Festival d'Avignon : "Vous plaisantez, Monsieur Tanner" au Cabestan

"Les gens du bâtiment sous tous fous,
il faut le savoir, vraiment tous fous !"

J'avais adoré le livre de Jean-Paul Dubois, m'était marrée devant le film alors je n'ai pas résisté à l'envie d'aller voir la pièce, adaptée et mise en scène par David Teysseyre.

Qui a un jour eu à réaliser quelques petits travaux chez lui, sait quel stress et quelle folle aventure c'est. Alors, quand comme Monsieur Tanner on a une énorme et vieille bâtisse à retaper entièrement, le cauchemar commence ...

vous plaisanter monsieur tanner,cabestan,avignon,david teysseyre,jean-paul dubois,roch-antoine albaladejoPour cette adaptation, Roch-Antoine Albaladéjo est seul en scène, campant Monsieur Tanner mais aussi tous les autres personnages, ouvriers se succédant sur le chantier en véritable armée de l'apocalypse.
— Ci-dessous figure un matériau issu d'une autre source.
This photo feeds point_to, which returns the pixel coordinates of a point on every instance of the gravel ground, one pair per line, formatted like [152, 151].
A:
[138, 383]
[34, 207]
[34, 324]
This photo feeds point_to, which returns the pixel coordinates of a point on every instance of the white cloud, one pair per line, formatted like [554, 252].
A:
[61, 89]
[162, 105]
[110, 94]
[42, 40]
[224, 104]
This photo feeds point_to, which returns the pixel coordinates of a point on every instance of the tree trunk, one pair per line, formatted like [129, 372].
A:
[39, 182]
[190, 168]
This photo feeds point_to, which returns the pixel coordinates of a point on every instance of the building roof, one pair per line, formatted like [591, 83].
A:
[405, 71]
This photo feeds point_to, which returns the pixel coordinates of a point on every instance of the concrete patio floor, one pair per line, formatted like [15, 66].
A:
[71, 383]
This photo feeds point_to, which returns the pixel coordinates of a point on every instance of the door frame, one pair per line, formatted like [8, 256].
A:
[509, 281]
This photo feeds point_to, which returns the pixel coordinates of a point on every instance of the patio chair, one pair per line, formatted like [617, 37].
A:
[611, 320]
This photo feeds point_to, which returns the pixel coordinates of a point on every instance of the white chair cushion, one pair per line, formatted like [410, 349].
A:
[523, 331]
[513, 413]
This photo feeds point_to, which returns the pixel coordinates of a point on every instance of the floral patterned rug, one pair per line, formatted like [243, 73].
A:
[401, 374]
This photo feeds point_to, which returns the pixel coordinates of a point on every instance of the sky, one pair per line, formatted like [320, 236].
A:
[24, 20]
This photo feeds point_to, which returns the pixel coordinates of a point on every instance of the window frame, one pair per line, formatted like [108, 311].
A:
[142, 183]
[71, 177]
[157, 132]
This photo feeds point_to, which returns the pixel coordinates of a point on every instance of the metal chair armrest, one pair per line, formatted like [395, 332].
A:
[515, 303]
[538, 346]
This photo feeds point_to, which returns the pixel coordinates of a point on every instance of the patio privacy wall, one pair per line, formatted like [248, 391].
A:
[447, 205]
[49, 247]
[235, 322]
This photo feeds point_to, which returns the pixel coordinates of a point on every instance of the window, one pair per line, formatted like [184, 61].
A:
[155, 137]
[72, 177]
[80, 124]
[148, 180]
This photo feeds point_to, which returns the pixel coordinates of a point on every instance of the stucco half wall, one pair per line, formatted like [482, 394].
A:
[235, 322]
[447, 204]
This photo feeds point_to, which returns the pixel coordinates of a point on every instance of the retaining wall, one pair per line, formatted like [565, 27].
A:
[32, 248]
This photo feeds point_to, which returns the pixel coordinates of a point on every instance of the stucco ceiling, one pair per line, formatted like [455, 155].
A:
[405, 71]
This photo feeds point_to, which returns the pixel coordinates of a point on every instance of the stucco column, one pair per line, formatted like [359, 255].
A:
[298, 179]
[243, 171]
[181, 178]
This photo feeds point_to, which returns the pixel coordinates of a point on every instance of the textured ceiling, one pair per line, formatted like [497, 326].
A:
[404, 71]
"Les jours suivants se présentèrent toutes sortes de maîtres d'oeuvre, maquereaux aux spécialisations variées, souvent plus habiles à faire valser les chiffres que la truelle" nous explique Monsieur Tanner, perdu au milieu d'un bric-à-brac de tuyaux, de planches mal fixées et d'interrupteurs pendants au bout de fils électriques.

Les ouvriers se succèdent donc et l'acteur passe avec une facilité déconcertante d'un accent à un autre, modifiant aussi sa gestuelle. C'est à chaque fois un personnage différent que l'on voit sur scène : Sandre et Kantor, les couvreurs incompétents, Siegfried et Roy, les installateurs de panneaux solaires gay ... Et nous on rit franchement !

Le décor est savamment utilisé - la pomme de douche devient téléphone (avec ou sans fil en démontant le flexible !) - et les éclairages soignés (une multiplicité de combinaison dans un espace réduit).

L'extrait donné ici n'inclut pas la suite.